David Brooks over at the New York Times wrote an interesting opinion piece on the current budget crisis and how it relates to our fear of death and our faith in science and medical technology to delay death. Here’s a few provocative snippets:
This fiscal crisis is about many things, but one of them is our inability to face death — our willingness to spend our nation into bankruptcy to extend life for a few more sickly months. … As Daniel Callahan and Sherwin B. Nuland point out in an essay in The New Republic called The Quagmire, our health care spending and innovation are not leading us toward a limitless extension of a good life. … “We have arrived at a moment,” Callahan and Nuland conclude, “where we are making little headway in defeating various kinds of diseases.

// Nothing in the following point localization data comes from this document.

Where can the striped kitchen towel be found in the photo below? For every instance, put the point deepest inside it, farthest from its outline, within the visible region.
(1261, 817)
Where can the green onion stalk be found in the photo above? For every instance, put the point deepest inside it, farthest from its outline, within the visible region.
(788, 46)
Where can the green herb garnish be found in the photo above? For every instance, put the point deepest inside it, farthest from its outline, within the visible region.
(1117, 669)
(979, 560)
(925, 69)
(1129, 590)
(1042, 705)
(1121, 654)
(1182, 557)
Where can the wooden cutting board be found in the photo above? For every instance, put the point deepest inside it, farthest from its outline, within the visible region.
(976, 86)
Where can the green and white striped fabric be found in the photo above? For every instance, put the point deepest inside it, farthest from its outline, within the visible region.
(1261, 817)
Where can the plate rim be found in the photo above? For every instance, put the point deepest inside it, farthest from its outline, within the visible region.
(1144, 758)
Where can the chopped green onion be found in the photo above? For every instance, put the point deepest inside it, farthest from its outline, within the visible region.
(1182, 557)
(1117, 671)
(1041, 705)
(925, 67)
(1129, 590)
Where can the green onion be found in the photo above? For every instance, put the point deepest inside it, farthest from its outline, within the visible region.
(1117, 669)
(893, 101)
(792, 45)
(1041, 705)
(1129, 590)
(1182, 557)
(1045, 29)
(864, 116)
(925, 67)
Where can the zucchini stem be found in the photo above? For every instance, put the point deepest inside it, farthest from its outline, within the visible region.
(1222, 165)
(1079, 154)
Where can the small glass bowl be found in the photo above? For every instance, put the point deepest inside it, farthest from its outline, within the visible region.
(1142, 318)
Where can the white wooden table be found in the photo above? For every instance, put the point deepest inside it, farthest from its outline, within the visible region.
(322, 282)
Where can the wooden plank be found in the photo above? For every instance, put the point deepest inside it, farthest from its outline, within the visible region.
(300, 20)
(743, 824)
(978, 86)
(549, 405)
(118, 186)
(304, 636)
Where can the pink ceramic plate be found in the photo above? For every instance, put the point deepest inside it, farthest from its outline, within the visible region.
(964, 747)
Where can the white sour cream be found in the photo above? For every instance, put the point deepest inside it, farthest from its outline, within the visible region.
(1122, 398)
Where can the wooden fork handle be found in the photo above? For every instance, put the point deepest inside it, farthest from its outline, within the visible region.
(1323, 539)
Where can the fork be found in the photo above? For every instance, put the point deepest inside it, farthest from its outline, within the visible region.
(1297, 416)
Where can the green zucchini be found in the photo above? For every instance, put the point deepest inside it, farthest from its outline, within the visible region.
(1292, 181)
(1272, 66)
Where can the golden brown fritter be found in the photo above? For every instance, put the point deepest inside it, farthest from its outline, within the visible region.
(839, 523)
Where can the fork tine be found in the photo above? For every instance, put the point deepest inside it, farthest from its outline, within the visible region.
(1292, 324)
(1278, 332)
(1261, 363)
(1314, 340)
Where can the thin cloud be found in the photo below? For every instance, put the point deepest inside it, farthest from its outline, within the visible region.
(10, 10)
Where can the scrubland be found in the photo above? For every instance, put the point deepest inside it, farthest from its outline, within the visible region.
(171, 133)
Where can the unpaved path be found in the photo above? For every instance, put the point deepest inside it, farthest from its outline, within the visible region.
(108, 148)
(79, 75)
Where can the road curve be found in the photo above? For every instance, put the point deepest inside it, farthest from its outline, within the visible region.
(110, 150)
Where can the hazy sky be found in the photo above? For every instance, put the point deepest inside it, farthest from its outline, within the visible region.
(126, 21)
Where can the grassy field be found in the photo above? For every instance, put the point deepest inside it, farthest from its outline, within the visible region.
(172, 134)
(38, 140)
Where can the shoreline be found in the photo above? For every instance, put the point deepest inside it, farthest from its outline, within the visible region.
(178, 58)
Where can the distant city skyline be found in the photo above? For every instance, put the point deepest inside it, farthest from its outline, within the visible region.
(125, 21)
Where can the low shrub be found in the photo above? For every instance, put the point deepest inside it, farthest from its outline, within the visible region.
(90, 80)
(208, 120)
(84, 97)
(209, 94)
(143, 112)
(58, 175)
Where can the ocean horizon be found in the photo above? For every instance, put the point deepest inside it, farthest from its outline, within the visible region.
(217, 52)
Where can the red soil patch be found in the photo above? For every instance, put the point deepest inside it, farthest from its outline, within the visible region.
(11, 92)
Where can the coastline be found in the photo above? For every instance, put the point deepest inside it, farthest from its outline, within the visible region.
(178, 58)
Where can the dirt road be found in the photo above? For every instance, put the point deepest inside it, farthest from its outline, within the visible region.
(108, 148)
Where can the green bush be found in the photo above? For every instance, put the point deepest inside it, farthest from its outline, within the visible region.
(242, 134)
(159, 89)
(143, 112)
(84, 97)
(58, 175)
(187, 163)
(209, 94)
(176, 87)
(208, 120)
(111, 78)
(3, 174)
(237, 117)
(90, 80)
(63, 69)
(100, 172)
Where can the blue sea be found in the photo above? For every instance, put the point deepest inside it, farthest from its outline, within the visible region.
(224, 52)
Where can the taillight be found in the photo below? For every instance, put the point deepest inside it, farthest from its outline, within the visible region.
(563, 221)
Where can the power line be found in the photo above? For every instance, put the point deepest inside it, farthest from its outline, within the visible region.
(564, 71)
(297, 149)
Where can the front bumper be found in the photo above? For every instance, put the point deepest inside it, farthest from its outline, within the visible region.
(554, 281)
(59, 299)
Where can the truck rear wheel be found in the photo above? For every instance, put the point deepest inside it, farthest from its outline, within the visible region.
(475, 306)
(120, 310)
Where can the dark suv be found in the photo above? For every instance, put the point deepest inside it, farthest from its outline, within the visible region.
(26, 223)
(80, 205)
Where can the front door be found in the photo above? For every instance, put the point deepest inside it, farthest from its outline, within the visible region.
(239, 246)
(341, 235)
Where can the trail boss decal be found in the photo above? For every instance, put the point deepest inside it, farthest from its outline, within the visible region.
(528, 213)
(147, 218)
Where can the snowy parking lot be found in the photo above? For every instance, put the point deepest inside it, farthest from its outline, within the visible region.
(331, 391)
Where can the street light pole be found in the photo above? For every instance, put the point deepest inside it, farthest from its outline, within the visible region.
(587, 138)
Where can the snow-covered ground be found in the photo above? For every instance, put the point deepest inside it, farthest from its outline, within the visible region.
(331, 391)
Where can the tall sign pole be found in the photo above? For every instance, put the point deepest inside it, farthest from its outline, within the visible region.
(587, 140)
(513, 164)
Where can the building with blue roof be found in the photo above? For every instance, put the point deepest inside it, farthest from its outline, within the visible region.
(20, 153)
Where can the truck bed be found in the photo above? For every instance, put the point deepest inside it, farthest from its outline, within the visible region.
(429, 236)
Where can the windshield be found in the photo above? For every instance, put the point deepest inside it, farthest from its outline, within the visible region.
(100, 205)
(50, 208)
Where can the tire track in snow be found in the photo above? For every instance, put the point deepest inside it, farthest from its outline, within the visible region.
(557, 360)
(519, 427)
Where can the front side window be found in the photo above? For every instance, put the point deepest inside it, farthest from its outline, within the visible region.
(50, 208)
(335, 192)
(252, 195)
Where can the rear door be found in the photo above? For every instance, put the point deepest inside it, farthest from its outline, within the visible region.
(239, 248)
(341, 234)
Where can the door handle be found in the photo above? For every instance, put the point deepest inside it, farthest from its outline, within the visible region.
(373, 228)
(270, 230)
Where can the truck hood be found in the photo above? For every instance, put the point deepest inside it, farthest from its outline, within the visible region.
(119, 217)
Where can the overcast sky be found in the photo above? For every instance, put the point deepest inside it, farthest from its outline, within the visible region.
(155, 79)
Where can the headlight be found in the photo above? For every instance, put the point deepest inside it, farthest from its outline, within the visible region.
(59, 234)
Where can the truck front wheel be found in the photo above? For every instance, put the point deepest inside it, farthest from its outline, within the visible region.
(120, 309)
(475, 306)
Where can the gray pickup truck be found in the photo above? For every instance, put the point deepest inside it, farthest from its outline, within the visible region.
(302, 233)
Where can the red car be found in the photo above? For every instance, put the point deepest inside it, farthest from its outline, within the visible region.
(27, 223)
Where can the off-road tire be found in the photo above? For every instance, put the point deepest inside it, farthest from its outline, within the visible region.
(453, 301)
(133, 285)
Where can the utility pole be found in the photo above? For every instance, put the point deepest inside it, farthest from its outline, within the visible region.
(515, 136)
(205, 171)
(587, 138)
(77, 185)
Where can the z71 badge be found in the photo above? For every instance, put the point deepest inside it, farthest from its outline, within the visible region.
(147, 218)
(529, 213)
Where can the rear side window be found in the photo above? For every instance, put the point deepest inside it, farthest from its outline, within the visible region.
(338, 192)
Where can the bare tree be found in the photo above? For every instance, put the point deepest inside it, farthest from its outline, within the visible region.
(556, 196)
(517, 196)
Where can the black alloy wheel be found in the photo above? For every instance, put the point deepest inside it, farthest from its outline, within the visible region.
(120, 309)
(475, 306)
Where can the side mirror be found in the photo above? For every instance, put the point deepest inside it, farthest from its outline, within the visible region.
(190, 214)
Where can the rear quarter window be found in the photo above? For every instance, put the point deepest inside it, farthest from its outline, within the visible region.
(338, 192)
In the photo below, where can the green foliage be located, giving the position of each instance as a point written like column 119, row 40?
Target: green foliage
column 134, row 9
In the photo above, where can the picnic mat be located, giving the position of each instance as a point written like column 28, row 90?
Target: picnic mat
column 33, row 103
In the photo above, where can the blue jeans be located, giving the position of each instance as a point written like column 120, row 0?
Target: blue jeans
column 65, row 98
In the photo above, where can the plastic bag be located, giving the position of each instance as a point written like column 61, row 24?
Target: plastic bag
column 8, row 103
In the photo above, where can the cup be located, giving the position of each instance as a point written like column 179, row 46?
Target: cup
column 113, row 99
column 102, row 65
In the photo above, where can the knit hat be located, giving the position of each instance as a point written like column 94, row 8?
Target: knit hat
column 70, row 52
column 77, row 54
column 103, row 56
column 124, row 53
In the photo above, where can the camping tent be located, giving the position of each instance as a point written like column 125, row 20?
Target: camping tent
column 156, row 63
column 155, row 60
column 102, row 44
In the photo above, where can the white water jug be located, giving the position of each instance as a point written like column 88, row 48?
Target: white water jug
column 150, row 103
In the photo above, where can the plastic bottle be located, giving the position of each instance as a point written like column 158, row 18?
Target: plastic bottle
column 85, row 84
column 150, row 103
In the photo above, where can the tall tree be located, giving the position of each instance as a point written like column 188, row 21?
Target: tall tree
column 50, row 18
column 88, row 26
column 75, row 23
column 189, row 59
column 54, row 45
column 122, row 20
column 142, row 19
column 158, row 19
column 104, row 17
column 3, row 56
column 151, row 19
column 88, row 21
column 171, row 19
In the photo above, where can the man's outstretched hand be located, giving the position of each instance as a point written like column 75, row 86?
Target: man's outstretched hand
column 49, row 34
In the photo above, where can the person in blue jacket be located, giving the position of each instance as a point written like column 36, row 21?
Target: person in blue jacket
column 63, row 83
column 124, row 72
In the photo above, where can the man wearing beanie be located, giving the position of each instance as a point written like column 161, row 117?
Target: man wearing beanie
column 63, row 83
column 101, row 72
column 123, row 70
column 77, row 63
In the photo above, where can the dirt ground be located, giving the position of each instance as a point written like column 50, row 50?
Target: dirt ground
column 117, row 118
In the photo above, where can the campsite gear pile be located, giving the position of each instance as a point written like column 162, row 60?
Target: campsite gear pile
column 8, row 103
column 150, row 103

Instead, our main achievements today consist of devising ways to marginally extend the lives of the very sick.”
As the parent of a seriously ill child, I agree with everything he’s saying, and yet I have no idea how we parse out quality of life and making the decision to let go (and let hospice). It’s my understanding that Americans wait too long to enter (or enter their loved ones) into hospice care. It seems that we do a great job at fighting disease (even if we’re bankrupting ourselves in the process), but a pretty lousy job at welcoming the dying process.
What would it look like if we made our healthcare decisions (both individually and as a society) based on something other than the fear of death?